曖昧な目的のままで制度を導入しても不安を煽るだけで、早期退職を希望する社員は現れないでしょう。明確な導入目的と目標人数を見据えることで、制度の導入もスムーズに進みます。

制度の詳細を決定する

明確な目的を決めたら、次は制度の詳細を詰めていきます。まずは対象者の年齢や勤続年数を設定しましょう。

早期退職を希望する社員に対する優遇措置の内容も決めなければなりません。特に退職金の割り増しをする場合は予算設計も必要になります。

社内へ制度の内容を周知する

制度の詳細を決定し、就業規則を策定したら社内に向け、制度内容の周知を行います。周知を徹底しないと余計なトラブルを招きかねません。たとえば、早期退職は企業側の承認が必要だという規則が周知されないと、希望すれば必ず退職できると思われてしまう可能性があります。

「就業規則を改定したので確認するように」といった周知ではなく、リーフレットを作成する、対象者向けに周知のための説明会を行うなど、確実に伝わるまで周知を続ける努力が必要になるでしょう。

早期退職希望者の募集・面談

制度を導入し、希望者が出た場合は面談を行い、改めて詳細の確認を行います。制度内容に誤解はないか、再就職支援は求めているのか、退職金の割り増し金額はいくらになるのかなど現実的な問題を詰めていきましょう。

また、仮に退職して欲しくない社員が早期退職を希望した場合は、強制にならないよう注意しつつ雇用条件の見直しや配置転換などの提案を行い慰留の交渉も可能です。

早期退職の手続きを行う

制度内容に誤解がなく、面談が無事に進めば早期退職の手続きを行います。退職日や退職までの引継ぎ事項の確認、有給休暇が残っている場合の対応など、定期的に話し合いながら進めていきましょう。

早期退職制度導入に関する注意点

早期退職制度は、企業にとっても社員にとってもしっかりと理解したうえで実施しないとさまざまなトラブルの要因にもなりえます。特に次の3点については事前に確認し、早期退職制度導入時に注意しておきましょう。

意図しない人材流出を防ぐ

早期退職制度による企業側のメリットである人件費の削減、人員の調整なども、優秀な人材が多く流出してしまえば長期的にも大きな損失になってしまうかもしれません。そのため、意図しない人材流出はできるだけ避けられるような制度設計が重要です。

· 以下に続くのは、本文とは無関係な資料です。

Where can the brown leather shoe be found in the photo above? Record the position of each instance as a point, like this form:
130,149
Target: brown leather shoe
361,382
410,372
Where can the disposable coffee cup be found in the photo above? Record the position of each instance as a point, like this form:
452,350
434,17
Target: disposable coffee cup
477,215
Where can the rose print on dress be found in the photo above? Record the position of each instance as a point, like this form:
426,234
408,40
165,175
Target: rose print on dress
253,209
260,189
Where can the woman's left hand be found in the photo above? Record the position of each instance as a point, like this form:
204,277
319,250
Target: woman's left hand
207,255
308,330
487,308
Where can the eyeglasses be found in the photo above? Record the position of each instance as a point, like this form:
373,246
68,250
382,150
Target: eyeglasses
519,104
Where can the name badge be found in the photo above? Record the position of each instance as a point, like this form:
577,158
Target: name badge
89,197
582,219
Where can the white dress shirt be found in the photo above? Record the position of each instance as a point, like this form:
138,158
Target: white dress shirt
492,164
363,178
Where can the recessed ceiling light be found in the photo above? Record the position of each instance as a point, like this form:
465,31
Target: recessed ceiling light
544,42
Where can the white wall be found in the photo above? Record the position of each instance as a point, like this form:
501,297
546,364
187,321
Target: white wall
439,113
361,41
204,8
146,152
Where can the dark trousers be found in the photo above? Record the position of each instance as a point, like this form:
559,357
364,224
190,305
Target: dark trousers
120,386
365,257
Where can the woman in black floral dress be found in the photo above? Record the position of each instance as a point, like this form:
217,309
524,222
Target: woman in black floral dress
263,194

具体的には、退職する場合は必ず承諾を必要とする、制度への応募条件を明確にするなどの設計が求められるでしょう。ただし、企業側が決めた制度である以上、退職を希望する社員に対し過度な引き留めはトラブルの要因だけではなく法律違反になる場合もあるため、十分な注意が必要です。

社員への説明は丁寧に行う

早期退職制度が扱うのは、退職という企業や社員にとってかなりセンシティブな事柄です。そのため、ちょっとした誤解や間違いにより、労使間の関係性が悪化してしまうリスクも十分に孕んでいます。

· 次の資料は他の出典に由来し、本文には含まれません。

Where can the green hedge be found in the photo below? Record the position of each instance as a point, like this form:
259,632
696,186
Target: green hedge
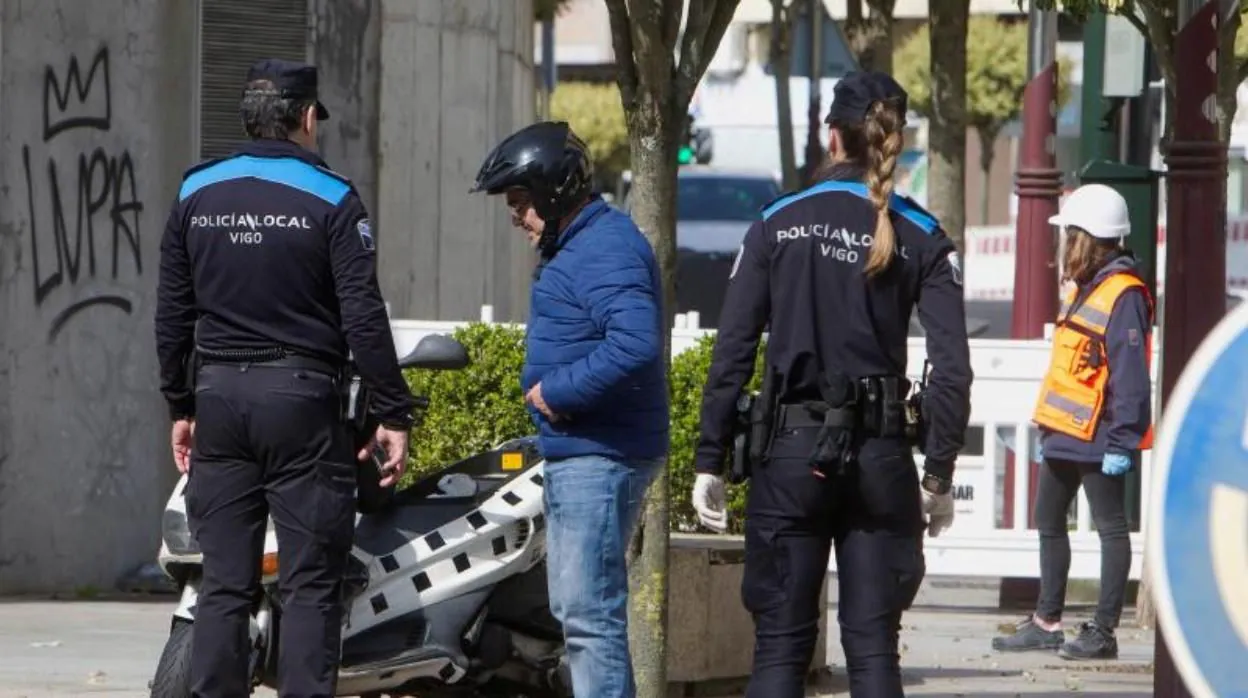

無用な誤解やトラブルを避けるには、明確な制度設計をするとともに、社員への周知・説明は丁寧に行わなくてはなりません。退職するにしても残るにしても互いに納得のうえで進められるよう、十分な配慮が求められます。

情報漏洩を防ぐ措置を行う

退職をする社員に対しては、同業他社へ転職することを禁じる、「競業避止義務」。自社の機密事項やノウハウを転職先に流出させることを禁じる、「守秘義務」などを必ず書面で締結しておかなくてはなりません。

自社のメリットにばかり目が行き、その裏で大きな損失を抱えてしまわないためにも、退職する社員に対する情報漏洩措置は確実に明示しておくことが重要です。

事前準備をしっかりと行い早期退職制度を導入しよう

早期退職制度を導入する理由が業績悪化や事業縮小によるものといったイメージはすでに過去のものとなりつつあります。現在は不採算部門の廃止、DXの推進、新事業の創出などを理由に、黒字であっても早期退職制度を導入する企業が大半です。

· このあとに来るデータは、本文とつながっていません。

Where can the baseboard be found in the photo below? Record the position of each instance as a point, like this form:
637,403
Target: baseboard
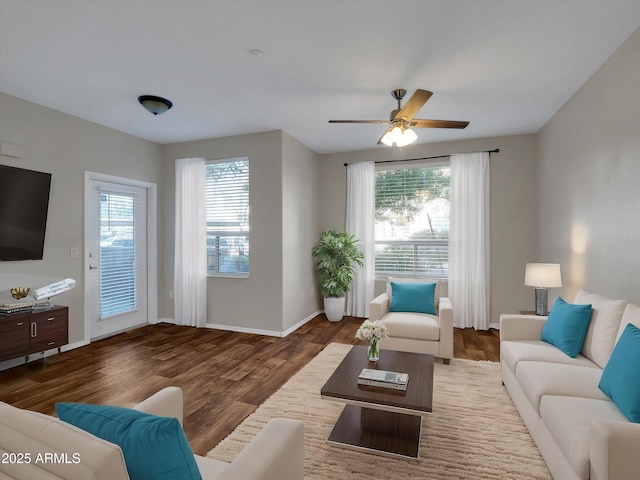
254,331
301,322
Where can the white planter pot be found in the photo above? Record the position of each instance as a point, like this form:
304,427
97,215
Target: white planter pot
334,308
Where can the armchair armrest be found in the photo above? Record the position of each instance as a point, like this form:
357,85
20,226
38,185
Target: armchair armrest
614,450
276,453
378,307
521,327
165,403
445,318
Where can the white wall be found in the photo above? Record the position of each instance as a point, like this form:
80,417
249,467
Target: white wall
589,155
66,146
300,232
514,240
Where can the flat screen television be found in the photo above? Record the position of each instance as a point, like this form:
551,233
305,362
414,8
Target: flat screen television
24,204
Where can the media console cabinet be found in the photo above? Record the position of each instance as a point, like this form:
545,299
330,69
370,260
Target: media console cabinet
24,333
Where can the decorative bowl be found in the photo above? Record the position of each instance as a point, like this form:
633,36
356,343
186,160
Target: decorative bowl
20,292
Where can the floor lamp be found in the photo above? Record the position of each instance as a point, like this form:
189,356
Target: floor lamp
542,276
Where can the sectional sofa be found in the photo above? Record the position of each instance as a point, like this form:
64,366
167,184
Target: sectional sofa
580,431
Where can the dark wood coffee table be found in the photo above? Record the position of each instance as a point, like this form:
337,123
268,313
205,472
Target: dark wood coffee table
377,419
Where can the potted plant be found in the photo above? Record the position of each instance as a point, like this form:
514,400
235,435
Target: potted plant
336,256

しかし、退職は企業にとっても社員にとっても重要な問題であり、互いが正しく理解をしたうえで導入を進めないと無用なトラブルにつながってしまうでしょう。 企業、社員双方にとってメリットのあるものにするには、「明確な目的設定」「詳細な制度設計」「社内周知の徹底」が欠かせません。導入を検討している企業の担当者様は事前準備をしっかりと行ったうえで、進めていくことをおすすめします。